Populus ist die altrömische Bezeichnung für Pappeln, die zur Familie der Weidengewächse gehört und mit ihren rund 40 Arten weltweit vorwiegend in der nördlichen gemäßigten Zone beheimatet ist. Sie wachsen gerne an Fluss- oder Seeufern, sind sommergrüne Bäume und erreichen ein stattliche Wuchshöhe von 35 bis 45 Metern. Die meisten Arten der Pflanzengattung Populus wachsen im Jugendstadium und während der vegetativen Vermehrung sehr rasch und werden gerne in Brachland oder zerstörten Gebieten für eine schnelle, aggressive Kolonisation eingesetzt. Pappeln sind anspruchslos und passen sich erstaunlich gut an ihre Umgebung an. Gegen Überflutung und auch Überschlickung sind sie sehr tolerant, sie können sonnig bis absonnig stehen und arrangieren sich mit unterschiedlichen Bodenverhältnissen. Auf der anderen Seite vermindern sie Erosion und verbessern Luft- und Wasserqualität.

Auch das vegetative Erscheinungsbild am Seeufer der SeeEnd-Gemeinde war über viele Jahrzehnte von dieser Baumart geprägt. Über mehrere Kilometer beginnend beim Strandbad im Osten, zog sich die Baumschlange über den Schlößlepark zum Hafen- und Adlerbecken. Sie setzte sich oberhalb des Waschplatzes bis nach Westen zum Lettloch, dem heutigen Stockacher Yachthafen, fort. Auch an der westlichen Spitze, im Hangen, war eine größere Zahl von Pappeln entlang der Uferstraße zu finden.

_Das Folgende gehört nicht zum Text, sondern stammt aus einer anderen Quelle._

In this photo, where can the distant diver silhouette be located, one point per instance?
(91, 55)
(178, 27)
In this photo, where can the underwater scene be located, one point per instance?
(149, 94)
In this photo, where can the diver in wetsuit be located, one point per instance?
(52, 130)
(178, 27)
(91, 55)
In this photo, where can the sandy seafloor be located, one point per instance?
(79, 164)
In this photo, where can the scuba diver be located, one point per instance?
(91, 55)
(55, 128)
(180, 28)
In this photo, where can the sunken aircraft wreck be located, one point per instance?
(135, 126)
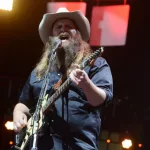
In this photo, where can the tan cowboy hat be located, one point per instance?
(82, 23)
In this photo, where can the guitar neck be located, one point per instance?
(56, 95)
(65, 85)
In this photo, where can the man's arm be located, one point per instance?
(20, 116)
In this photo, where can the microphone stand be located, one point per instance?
(36, 116)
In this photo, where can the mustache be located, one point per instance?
(64, 35)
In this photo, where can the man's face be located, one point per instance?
(65, 29)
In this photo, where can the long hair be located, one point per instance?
(80, 47)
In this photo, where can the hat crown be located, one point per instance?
(62, 9)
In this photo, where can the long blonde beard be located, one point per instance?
(75, 53)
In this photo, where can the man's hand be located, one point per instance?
(79, 76)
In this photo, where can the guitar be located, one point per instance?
(26, 134)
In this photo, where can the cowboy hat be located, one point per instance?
(46, 24)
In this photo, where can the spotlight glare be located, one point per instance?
(127, 143)
(9, 125)
(6, 4)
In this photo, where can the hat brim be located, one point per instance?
(82, 23)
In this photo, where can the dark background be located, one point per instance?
(21, 48)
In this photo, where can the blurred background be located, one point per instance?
(118, 25)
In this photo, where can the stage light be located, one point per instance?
(126, 143)
(11, 143)
(6, 4)
(140, 145)
(108, 141)
(9, 125)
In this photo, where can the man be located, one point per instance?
(75, 120)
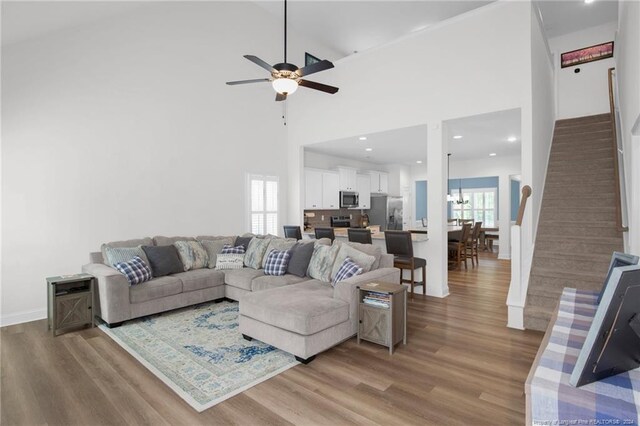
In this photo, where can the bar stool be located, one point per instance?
(292, 232)
(325, 233)
(359, 236)
(399, 244)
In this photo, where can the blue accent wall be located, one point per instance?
(515, 199)
(421, 199)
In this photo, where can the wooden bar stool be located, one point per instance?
(399, 244)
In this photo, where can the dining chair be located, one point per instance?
(292, 232)
(400, 245)
(359, 235)
(325, 233)
(473, 244)
(457, 249)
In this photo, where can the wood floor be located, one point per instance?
(461, 366)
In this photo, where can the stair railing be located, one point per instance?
(517, 289)
(618, 159)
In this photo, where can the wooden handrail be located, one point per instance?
(526, 193)
(616, 166)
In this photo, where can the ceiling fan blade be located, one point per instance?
(255, 80)
(318, 86)
(260, 63)
(313, 68)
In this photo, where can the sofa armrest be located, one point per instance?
(347, 290)
(112, 291)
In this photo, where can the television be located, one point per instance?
(617, 259)
(612, 345)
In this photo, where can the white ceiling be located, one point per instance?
(482, 135)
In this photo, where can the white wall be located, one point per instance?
(627, 55)
(587, 92)
(124, 128)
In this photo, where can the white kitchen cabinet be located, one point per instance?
(363, 187)
(348, 180)
(330, 190)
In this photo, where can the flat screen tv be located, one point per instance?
(612, 345)
(617, 259)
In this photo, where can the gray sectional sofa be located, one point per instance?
(300, 315)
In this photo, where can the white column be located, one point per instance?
(504, 211)
(437, 273)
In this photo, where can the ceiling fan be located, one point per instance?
(286, 77)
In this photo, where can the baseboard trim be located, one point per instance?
(25, 316)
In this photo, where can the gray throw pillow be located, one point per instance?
(163, 260)
(299, 261)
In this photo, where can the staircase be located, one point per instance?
(577, 228)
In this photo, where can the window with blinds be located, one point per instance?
(263, 204)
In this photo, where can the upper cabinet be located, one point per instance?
(379, 182)
(348, 181)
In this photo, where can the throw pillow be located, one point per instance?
(192, 254)
(277, 262)
(347, 269)
(279, 244)
(163, 260)
(229, 249)
(116, 255)
(214, 248)
(255, 252)
(321, 263)
(135, 270)
(229, 261)
(346, 251)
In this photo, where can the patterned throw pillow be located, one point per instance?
(229, 261)
(192, 254)
(135, 270)
(347, 270)
(255, 252)
(277, 262)
(229, 249)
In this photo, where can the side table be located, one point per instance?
(69, 301)
(382, 314)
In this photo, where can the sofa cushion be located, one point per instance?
(271, 281)
(163, 260)
(214, 248)
(155, 289)
(255, 252)
(242, 278)
(167, 241)
(300, 308)
(200, 279)
(358, 257)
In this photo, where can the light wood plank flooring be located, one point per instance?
(461, 366)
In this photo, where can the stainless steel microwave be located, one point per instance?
(349, 199)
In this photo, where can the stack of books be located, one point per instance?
(375, 298)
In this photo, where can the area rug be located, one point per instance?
(200, 353)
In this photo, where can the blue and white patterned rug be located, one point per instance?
(199, 352)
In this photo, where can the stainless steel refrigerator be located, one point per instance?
(386, 211)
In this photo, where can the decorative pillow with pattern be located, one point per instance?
(277, 262)
(255, 252)
(229, 261)
(135, 270)
(348, 269)
(192, 254)
(322, 261)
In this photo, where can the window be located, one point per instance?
(263, 204)
(482, 206)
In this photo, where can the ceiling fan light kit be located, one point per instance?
(286, 77)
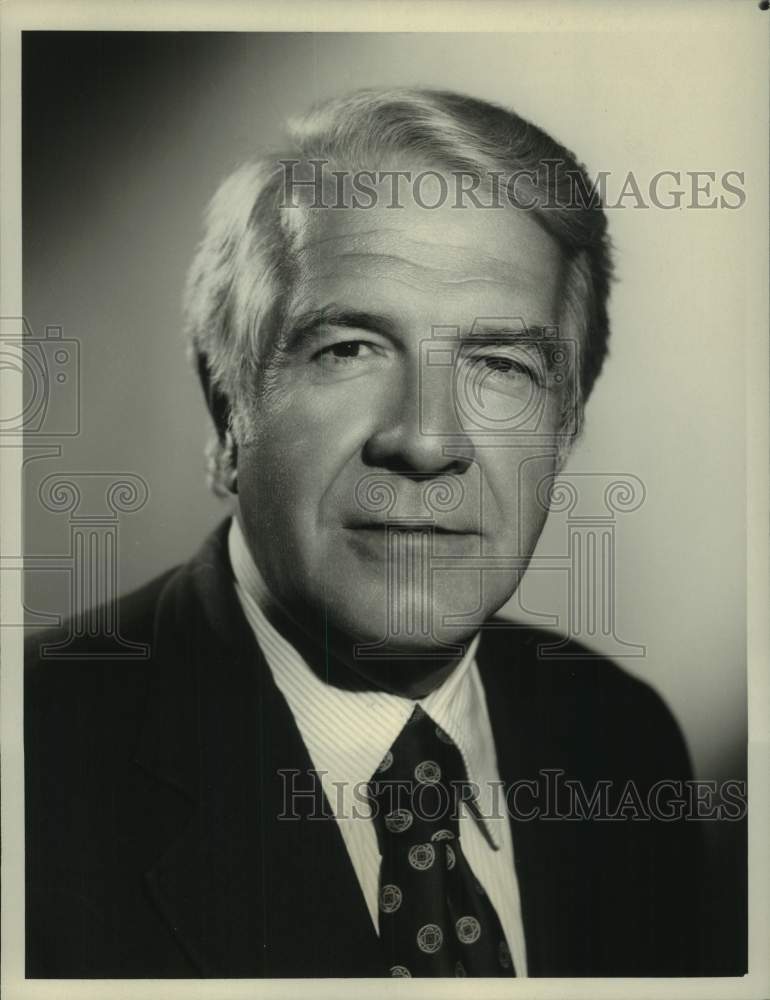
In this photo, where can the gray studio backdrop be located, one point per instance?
(130, 138)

Initiator für diese große Pflanzaktion war Altbürgermeister Eugen Jegler, der das See-End-Ufer mit einer strammen Reihe „Baumsoldaten“ bepflanzen und eine weithin sichtbare Populus-Allee schaffen wollte. Mein Großvater Josef Trisner war zu dieser Zeit als Landschaftsgärtner bei der Gemeinde aktiv und hat einen Großteil dieser schnellwachsenden „Pyramiden-Pappeln“ gepflanzt.

Bei den Einheimischen war der gemeine Spruch „Mir treffed uns a de Pappele“ durchaus üblich, allerdings immer mit der Ergänzung, an welchem Teil der Baumstrecke dies geschehen sollte, um Irritationen und langes Suchen zu vermeiden. So manches Pärchen fand sich im Sonnenschatten oder auch im schillernden Mondlicht unter dem Dach der Pappel und es war dann schwer zu differenzieren, ob das „zittern wie Espenlaub“ von den flatternden Baumblättern oder von der darunterliegenden, spannungsgeladenen Atmosphäre herrührte. Denn, so mutmaßt der Schreiber mit einem Augenzwinkern, „hot sich die nächtliche Silhouette vu nem engumschlungene Päärle kaum vu Holz und Borke der Pappele unterschiede“.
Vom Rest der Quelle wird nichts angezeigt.